Las soluciones de diseño priorizan la relación entre interior y exterior. Las grandes aberturas garantizan la ventilación cruzada y la luz natural, que son vitales para el confort térmico en el noreste de Thurton. Las ventanas con alféizar bajo tienen una doble función: además de servir como bancos, permiten a los niños observar el mundo que les rodea desde su propia altura, desde sus primeros pasos, potenciando su experiencia sensorial y su conexión con el espacio.
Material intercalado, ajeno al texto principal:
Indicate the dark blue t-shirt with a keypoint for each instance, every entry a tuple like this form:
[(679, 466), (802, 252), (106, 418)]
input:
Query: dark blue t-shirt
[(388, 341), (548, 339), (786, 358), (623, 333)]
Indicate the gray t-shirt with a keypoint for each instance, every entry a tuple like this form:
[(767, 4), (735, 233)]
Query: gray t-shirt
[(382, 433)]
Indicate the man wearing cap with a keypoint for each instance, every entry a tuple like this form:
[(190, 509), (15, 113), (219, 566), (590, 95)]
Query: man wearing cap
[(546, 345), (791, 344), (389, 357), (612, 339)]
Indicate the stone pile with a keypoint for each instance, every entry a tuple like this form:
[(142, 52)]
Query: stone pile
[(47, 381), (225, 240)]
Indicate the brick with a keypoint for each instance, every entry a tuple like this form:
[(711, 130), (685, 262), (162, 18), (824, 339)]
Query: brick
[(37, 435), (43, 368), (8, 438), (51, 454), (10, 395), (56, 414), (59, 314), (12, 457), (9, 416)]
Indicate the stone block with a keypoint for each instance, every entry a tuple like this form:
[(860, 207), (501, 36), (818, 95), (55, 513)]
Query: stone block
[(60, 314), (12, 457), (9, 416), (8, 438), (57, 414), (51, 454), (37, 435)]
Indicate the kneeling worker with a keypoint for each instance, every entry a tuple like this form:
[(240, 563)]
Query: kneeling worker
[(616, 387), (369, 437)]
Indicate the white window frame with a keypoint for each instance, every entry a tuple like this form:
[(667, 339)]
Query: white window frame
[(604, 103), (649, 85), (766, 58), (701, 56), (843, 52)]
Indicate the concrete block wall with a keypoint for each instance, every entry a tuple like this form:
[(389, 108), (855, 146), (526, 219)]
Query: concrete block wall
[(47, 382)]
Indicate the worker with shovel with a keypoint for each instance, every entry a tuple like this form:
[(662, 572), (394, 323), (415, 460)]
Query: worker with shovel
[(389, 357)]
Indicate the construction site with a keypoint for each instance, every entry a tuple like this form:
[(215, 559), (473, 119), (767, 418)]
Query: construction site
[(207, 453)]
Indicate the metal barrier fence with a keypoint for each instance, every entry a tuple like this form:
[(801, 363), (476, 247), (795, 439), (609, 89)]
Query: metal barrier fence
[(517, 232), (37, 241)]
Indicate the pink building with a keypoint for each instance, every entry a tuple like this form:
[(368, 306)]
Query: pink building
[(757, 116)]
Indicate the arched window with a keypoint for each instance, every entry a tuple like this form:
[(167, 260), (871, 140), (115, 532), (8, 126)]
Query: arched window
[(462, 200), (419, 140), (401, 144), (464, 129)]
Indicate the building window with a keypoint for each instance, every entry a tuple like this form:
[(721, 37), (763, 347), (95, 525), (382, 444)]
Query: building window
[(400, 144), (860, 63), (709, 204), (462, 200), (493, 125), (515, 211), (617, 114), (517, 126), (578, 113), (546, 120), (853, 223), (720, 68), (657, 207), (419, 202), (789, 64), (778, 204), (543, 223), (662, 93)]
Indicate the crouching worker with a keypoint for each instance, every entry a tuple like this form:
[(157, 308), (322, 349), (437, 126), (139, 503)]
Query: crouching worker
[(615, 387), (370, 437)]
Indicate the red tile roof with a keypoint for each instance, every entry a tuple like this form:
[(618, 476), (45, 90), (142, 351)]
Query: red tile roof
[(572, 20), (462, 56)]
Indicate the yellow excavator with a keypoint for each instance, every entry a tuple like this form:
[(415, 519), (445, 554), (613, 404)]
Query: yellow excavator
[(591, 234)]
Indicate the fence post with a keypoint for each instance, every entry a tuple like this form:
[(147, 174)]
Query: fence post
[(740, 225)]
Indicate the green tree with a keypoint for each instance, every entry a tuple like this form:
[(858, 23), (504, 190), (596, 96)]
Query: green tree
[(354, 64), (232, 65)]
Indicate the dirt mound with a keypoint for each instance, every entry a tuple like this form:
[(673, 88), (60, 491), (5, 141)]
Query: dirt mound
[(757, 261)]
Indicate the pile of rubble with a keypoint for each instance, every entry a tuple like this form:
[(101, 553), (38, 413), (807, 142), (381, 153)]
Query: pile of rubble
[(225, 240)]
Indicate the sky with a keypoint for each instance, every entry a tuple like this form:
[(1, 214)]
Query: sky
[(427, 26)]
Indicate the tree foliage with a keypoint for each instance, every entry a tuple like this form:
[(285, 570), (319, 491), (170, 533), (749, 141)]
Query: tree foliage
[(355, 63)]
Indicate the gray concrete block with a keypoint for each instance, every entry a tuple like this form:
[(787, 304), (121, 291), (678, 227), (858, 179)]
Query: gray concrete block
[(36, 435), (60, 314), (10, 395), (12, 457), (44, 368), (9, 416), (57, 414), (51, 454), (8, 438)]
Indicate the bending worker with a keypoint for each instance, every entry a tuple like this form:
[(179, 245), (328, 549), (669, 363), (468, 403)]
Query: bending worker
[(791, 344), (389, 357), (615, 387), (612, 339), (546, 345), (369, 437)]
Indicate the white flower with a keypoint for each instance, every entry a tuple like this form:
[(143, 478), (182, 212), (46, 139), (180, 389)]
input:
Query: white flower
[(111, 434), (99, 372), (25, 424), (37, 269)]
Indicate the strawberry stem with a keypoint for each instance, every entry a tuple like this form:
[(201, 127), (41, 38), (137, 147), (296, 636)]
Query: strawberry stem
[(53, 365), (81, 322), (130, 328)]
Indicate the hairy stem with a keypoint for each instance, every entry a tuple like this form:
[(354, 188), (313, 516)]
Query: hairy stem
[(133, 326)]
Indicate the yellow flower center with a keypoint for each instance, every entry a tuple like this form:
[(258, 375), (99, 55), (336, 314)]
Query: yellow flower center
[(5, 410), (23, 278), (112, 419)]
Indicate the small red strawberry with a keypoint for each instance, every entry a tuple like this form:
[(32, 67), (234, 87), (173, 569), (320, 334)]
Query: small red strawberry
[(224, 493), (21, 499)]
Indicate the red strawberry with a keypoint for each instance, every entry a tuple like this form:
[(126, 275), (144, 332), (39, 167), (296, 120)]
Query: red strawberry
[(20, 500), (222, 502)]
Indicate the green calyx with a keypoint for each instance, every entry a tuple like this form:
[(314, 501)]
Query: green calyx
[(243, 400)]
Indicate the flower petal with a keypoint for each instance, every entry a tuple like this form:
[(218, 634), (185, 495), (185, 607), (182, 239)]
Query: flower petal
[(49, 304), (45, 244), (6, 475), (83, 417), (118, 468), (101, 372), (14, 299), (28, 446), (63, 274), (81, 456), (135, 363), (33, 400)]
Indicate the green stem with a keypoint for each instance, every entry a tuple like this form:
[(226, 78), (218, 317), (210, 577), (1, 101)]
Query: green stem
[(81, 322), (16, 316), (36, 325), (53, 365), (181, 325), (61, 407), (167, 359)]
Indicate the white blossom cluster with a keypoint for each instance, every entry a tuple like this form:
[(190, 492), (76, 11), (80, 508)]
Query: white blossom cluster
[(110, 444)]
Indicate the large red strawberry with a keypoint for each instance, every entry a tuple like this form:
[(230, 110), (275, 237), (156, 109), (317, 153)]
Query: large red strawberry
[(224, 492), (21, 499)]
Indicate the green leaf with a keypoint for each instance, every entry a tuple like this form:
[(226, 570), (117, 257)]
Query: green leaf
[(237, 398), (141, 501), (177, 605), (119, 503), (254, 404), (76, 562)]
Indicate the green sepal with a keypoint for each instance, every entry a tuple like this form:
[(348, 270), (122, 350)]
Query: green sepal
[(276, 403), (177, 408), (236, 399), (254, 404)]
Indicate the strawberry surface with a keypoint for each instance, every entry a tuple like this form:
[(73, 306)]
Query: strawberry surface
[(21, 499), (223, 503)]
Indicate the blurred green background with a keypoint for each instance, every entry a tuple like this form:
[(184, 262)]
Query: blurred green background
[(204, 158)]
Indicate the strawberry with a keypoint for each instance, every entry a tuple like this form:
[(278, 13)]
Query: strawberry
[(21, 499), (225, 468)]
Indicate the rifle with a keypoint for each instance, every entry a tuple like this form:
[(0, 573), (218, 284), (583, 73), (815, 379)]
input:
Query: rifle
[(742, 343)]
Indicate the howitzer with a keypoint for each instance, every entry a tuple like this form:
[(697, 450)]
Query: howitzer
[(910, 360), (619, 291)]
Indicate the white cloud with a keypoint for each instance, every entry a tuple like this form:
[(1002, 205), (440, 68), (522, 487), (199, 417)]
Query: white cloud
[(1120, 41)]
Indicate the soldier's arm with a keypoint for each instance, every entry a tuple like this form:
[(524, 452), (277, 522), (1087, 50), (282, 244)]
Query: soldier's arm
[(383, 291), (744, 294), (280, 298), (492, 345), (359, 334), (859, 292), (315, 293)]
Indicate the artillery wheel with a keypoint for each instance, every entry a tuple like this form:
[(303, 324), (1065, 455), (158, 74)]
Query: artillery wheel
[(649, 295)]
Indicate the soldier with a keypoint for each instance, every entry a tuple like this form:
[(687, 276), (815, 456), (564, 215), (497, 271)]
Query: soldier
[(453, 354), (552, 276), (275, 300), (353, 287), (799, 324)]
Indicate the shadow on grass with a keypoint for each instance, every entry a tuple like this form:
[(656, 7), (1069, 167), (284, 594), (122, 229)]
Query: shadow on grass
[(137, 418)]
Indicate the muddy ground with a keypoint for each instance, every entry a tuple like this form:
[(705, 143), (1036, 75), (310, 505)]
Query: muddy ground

Estos materiales refuerzan la dimensión emocional del proyecto. El uso de baldosas hidráulicas, hechas a mano por el maestro artesano Jaime de la región de Cariri Cearense, en arreglos lúdicos hacen referencia a recuerdos de la infancia y la cultura local, aportando color, textura y carácter al edificio. Se seleccionaron soluciones arquitectónicas tradicionales de la región para entrar en diálogo con ideas espaciales que trascienden el tiempo.

Terminada en 2024, la Casa de la Infancia se integra en un espacio habitable donde se construyen recuerdos con los primeros pasos, juegos y encuentros diarios. No se trata sólo de un proyecto para niños, sino de un edificio pensado para el presente y de cara al futuro, reafirmando el papel del espacio arquitectónico como soporte de la vida en su constante transformación.